Member of the Washington House of Representatives from the 1st district
- In office December 3, 2010 – January 9, 2017
- Preceded by: Mark Ericks
- Succeeded by: Shelley Kloba

Personal details
- Born: Luis Saúl Moscoso May 13, 1950 (age 76) Dubuque, Iowa, U.S.
- Party: Democratic
- Alma mater: University of Iowa (BA)
- Profession: Government Relations Director Union President Transit Operator, Trainer, Dispatcher, and Supervisor
- Website: Official

= Luis Moscoso =

American politician (born 1950)

Luis Saúl Moscoso (born May 13, 1950) is a former Washington State Representative from the 1st Legislative District, Position 2. He is a retired public servant having served 33 years in the public sector.

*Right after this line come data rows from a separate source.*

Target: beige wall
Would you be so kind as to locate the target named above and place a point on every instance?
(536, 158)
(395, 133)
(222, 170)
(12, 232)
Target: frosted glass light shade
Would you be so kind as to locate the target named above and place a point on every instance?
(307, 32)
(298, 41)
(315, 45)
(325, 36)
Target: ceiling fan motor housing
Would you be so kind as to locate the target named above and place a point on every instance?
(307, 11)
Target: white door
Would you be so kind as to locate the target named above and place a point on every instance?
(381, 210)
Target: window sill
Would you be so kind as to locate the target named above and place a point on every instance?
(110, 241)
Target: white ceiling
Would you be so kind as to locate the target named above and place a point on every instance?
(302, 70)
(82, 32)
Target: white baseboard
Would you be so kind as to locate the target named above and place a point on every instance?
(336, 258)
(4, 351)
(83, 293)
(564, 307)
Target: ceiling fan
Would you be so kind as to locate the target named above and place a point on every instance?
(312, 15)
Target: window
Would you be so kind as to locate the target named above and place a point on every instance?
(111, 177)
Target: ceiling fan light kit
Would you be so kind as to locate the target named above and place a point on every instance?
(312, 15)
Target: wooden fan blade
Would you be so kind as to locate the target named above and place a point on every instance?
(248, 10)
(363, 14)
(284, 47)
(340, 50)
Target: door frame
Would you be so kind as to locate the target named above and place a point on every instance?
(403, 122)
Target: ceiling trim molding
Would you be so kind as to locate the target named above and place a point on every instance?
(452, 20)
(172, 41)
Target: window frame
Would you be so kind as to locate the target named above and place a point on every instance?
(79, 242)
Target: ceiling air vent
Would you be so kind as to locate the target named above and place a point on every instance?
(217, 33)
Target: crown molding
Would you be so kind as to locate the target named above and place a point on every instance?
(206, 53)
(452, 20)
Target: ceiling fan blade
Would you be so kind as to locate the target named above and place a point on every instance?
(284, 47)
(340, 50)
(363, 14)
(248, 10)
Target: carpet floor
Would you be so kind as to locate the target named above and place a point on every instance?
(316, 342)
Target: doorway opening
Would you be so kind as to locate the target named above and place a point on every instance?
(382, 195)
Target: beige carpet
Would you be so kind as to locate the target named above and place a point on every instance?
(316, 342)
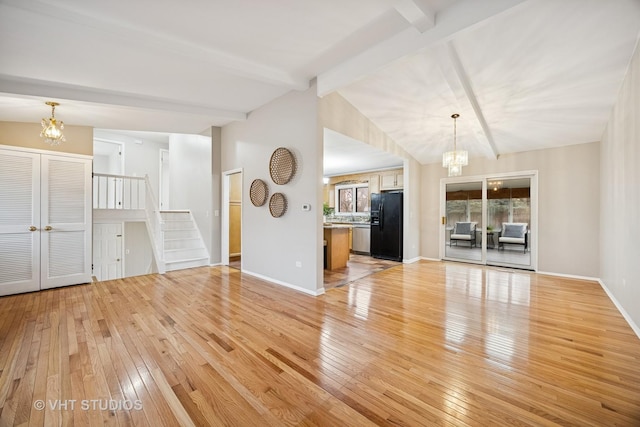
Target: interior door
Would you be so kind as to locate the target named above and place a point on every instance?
(107, 251)
(65, 201)
(19, 222)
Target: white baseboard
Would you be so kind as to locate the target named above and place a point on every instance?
(285, 284)
(621, 309)
(569, 276)
(613, 299)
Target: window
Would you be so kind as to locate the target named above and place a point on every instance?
(352, 199)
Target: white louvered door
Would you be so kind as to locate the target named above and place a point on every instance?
(66, 221)
(45, 221)
(19, 222)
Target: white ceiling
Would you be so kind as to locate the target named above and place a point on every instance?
(523, 74)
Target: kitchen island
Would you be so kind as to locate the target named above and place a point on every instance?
(336, 238)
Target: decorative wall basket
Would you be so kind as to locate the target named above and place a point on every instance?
(277, 205)
(282, 166)
(258, 192)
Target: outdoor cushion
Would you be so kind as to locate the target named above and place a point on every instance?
(514, 230)
(462, 228)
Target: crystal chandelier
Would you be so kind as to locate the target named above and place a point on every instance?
(51, 128)
(456, 159)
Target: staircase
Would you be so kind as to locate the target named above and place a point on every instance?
(183, 244)
(176, 241)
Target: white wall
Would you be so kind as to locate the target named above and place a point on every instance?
(139, 159)
(191, 179)
(271, 247)
(568, 204)
(620, 207)
(139, 260)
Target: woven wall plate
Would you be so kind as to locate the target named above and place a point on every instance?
(282, 166)
(277, 205)
(258, 192)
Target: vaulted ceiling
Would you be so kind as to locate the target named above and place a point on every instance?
(522, 74)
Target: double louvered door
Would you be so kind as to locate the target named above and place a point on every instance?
(45, 221)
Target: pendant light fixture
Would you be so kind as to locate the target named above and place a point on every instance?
(456, 159)
(52, 128)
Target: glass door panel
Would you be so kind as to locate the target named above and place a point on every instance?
(509, 222)
(463, 221)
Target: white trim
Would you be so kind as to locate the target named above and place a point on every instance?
(613, 299)
(621, 309)
(42, 151)
(285, 284)
(224, 220)
(568, 276)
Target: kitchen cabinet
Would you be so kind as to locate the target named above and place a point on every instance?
(45, 220)
(391, 180)
(374, 183)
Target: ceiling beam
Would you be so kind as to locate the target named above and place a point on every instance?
(159, 41)
(39, 88)
(458, 80)
(462, 15)
(417, 13)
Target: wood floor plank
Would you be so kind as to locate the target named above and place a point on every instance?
(429, 343)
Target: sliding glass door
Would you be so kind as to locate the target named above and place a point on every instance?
(463, 221)
(490, 220)
(509, 227)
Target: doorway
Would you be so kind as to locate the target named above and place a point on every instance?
(107, 251)
(490, 220)
(231, 250)
(164, 180)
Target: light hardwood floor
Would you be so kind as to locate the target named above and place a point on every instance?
(418, 345)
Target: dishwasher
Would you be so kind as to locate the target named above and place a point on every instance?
(361, 239)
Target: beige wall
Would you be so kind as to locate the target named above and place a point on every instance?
(79, 139)
(337, 114)
(620, 190)
(568, 204)
(285, 250)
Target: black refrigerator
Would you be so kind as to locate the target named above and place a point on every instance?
(386, 225)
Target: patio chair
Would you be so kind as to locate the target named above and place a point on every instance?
(464, 231)
(514, 233)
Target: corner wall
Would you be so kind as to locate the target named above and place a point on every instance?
(620, 189)
(337, 114)
(190, 180)
(568, 205)
(286, 250)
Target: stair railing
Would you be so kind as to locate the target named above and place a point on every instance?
(155, 226)
(118, 191)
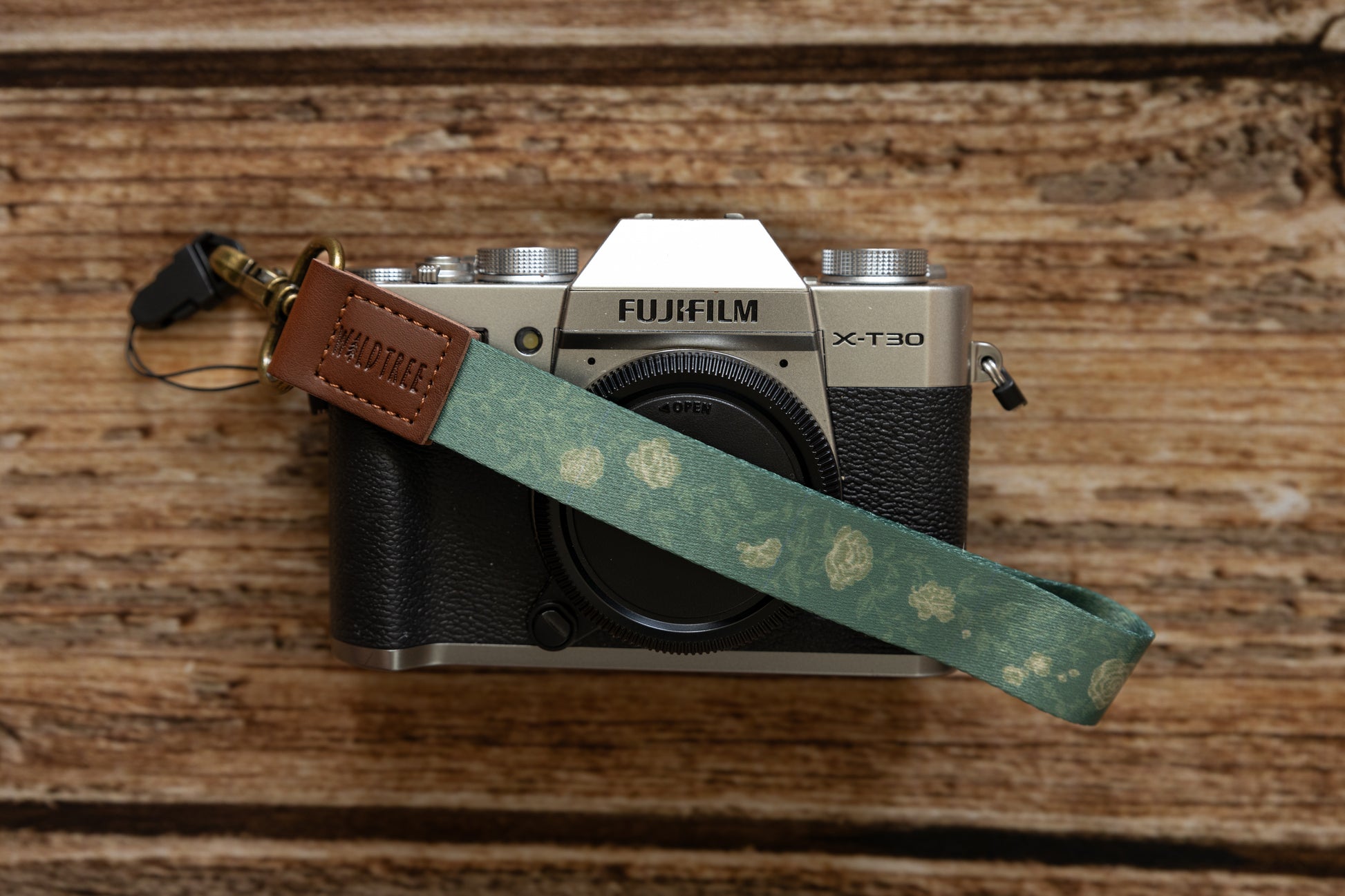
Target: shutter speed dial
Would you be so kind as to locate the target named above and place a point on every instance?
(527, 264)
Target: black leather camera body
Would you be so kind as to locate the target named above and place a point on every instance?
(856, 383)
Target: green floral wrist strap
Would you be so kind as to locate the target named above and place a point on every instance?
(1059, 647)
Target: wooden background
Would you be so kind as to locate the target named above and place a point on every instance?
(1150, 202)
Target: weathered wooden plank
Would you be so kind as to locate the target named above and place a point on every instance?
(945, 752)
(32, 864)
(32, 26)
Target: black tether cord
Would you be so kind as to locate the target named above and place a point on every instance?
(138, 363)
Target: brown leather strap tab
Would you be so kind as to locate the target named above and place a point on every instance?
(370, 352)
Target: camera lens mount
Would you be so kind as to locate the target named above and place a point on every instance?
(648, 596)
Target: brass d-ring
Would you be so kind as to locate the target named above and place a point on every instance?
(285, 301)
(317, 247)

He most recently served as the Director of Government Relations for the Washington Public Employees Association/UFCW Local 365 in Olympia, Washington where he oversaw and coordinated the WPEA's Legislative-Political program and issues advocacy agendas.

Moscoso served three terms as Secretary of the Washington State Democratic Party. He is President of the Board of the Institute for Washington's Future and has served on various public and community boards including the Transportation Policy Board (Puget Sound Regional Council), City of Mountlake Terrace Community Policing Advisory Board and the Neutral Zone.

He is an organizer and former Executive Committee member of the NAACP-Snohomish County. He organized the Snohomish County Citizens Committee for Human Rights that wrote and promoted a local county ordinance to establish a local Human Rights Commission.

Moscoso, a first generation Peruvian American, moved from Iowa to Snohomish County, Washington in 1976 after receiving his Bachelor of Arts in Anthropology from the University of Iowa. He later joined Community Transit and organized Amalgamated Transit Union Local 1576 for county bus drivers in 1977, serving four terms as their first President/Business Agent.